Пол-лица собирался обнадеживающе похлопать Савву по плечу, но неожиданно застыл на месте, будто завороженный. У края ямы стоял напыщенный толстяк в сутане и самодовольно взирал на пленников.
— Успел-таки до города добраться, — сквозь зубы прошипел Пол-лица.
— Отрадно видеть знакомое лицо. Я как услышал про пойманных смертников, так тотчас же заспешил воочию удостовериться, нет ли среди них старого приятеля, — насмешливо проговорил правильник. — Сапоги мои еще у тебя?
— Не могу разделить твоей радости. А сапоги в котомку всунуты. Как знал, что придется хозяину воротить, вот и не выкинул, — угрюмо подтвердил Пол-лица.
— Это возможно твой самый разумный поступок за сегодняшний день, — толстяк легонько поддел смертника, уподобившись коту, учинившего забаву над уже словленной мышью.
— А самым глупым было, пожалуй, оставить тебя в живых, вместо того чтобы сразу прикончить в боярышнике, — поддержал затеявшуюся игру Пол-лица.
— Не кручинься. Уж я такой оплошности в отношении тебя не допущу, — елейным голосом заверил толстяк и приказал торчавшим поодаль стражникам спускать лестницу.
— Правильник, вели сбросить веревку. Ему лестницу не одолеть, — крикнул Пол-лица, указывая в сторону растерянно ползшего на четвереньках Савву.
— Что с ним? — скептически осведомился толстяк.
— Запнулся, когда лез вниз. Рассадил колено, — сочинял Пол-лица.
Савва весьма кстати заныл и повалился на спину.
— А потом треснулся башкой, — добавил Пол-лица для большей убедительности.
Правильник окинул взглядом лежавшего пленника, как погонщик
строптивого осла, замершего посреди тракта, но все же распорядился подать веревку.

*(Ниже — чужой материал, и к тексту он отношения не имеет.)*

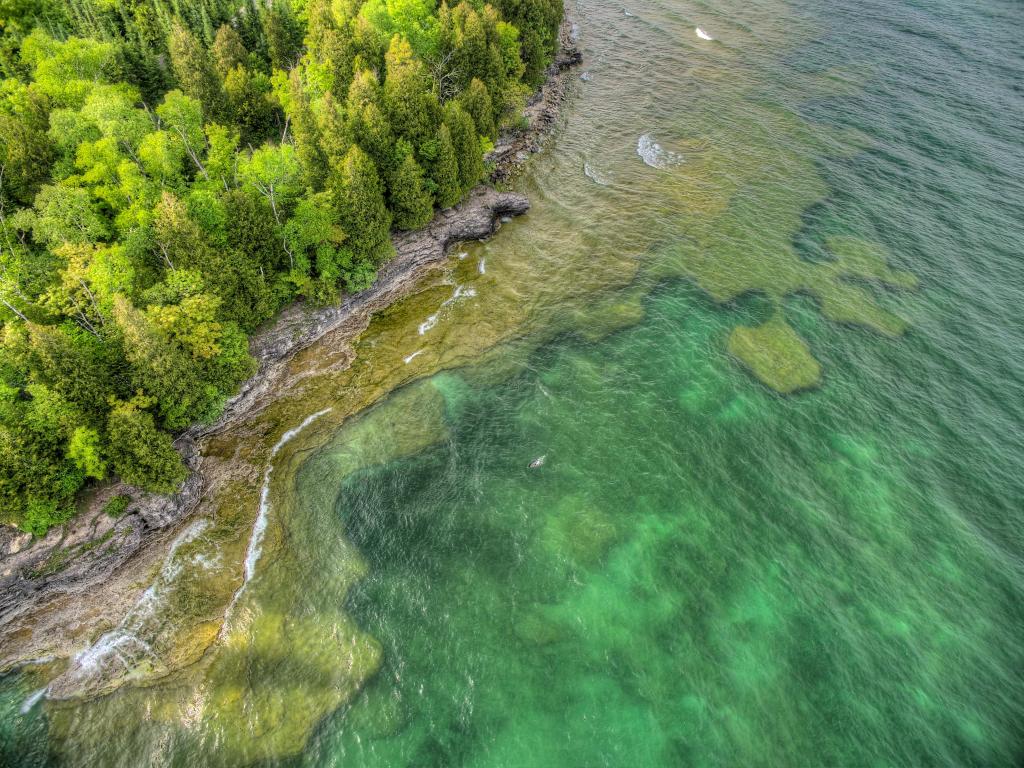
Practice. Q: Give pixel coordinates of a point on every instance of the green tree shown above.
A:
(84, 449)
(409, 99)
(228, 50)
(140, 454)
(466, 145)
(249, 103)
(275, 174)
(284, 37)
(358, 196)
(444, 171)
(476, 100)
(194, 70)
(411, 202)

— Представь, что узел рвется, а ты падаешь, — повязав веревку вокруг талии Саввы, шепнул Пол-лица и махнул недовольным стражникам, исполнявшим роль тягловых лошадей.

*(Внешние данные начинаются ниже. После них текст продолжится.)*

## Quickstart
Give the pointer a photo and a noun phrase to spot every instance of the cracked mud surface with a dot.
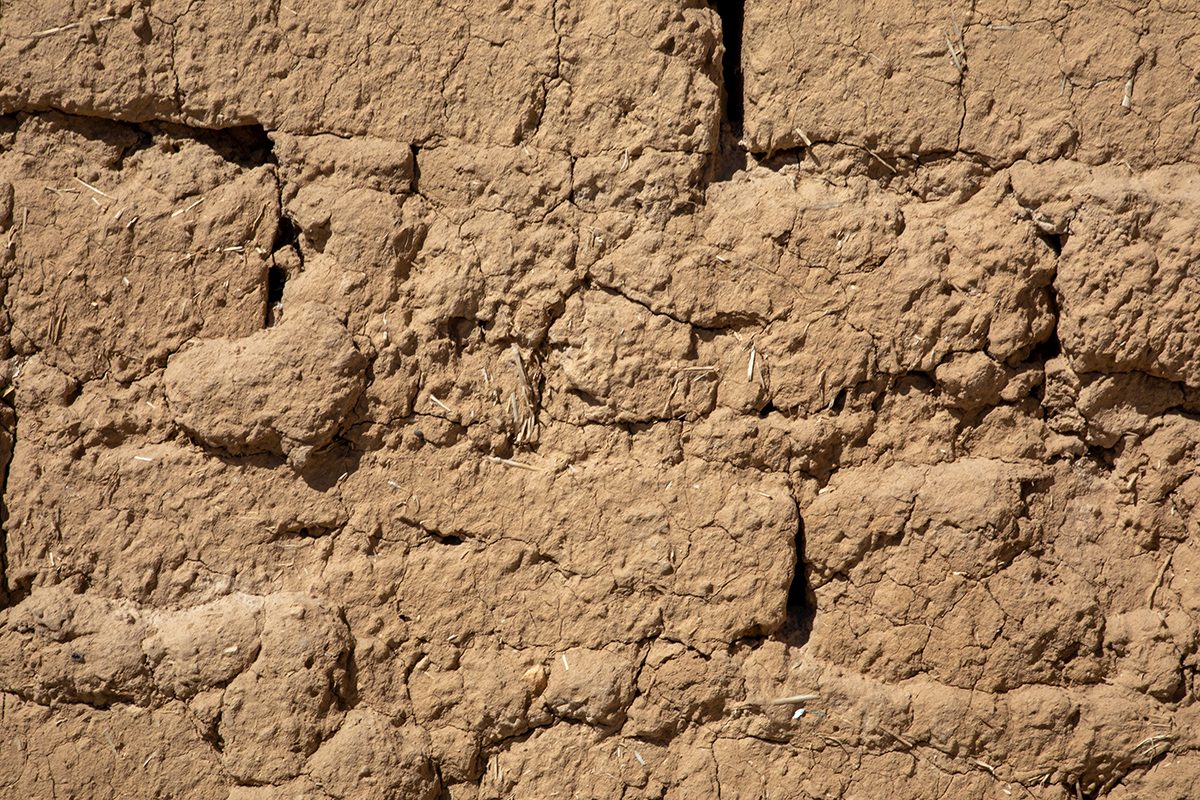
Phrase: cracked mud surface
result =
(469, 402)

Если доселе правильник откровенно не верил россказням о немощах пленника, то теперь ему пришлось серьезно задуматься. Савва настолько натурально ударялся о стену ямы, болтаясь на конце веревки, что самый мнительный ростовщик признал бы в нем хворого.
Когда мучения взмыленных стражников увенчались успешным подъемом, Пол-лица, благоразумно вскарабкавшись по лестнице, уже достиг поверхности. Он хотел было заговорить с правильником, но плотный мешок, накинутый на голову расторопным стражником, и ощутимый толчок в спину, враз отбили всякую охоту к беседе.
Глотая мучную пыль Пол-лица, покоряясь воле незримого надзирателя, с трудом забрался в телегу. Раздался окрик правильника, колеса скрипнули, и началась обычная для ухабистой дороги тряска.
Вскоре телега пошла на взвоз, угрожающе заскрежетала бортом о забор, подсказав смертнику, что его везут по знакомой узкой улице прямиком в резиденцию правильников.
Короткая поездка завершилась на шумной площади, постепенно сменившейся обыденным душком казенного помещения, незаметно перешедшего в гнетущую тишину подземелья.
Слушая тяжелое сопение Саввы, постоянно спотыкавшегося позади, Пол-лица старался закрепить в уме направление пройденных поворотов, но быстро сбился. Совершенно запутавшись, смертник смиренно дождался окончания пути и, распрощавшись с опостылевшим мешком, смог, наконец, оглядеться.
Наиболее чистый угол просторного каземата был отдан под стол, за которым величественно восседал неизвестный правильник. Дрожащий свет факелов придавал его морщинистому лицу поистине устрашающее выражение, заранее понуждая сознаться во всех проступках. Савва, валявшейся в прелом сене рядом со смертником, уже был готов поведать о самых сокровенных своих тайнах, но как нарочно не помнил ни одной.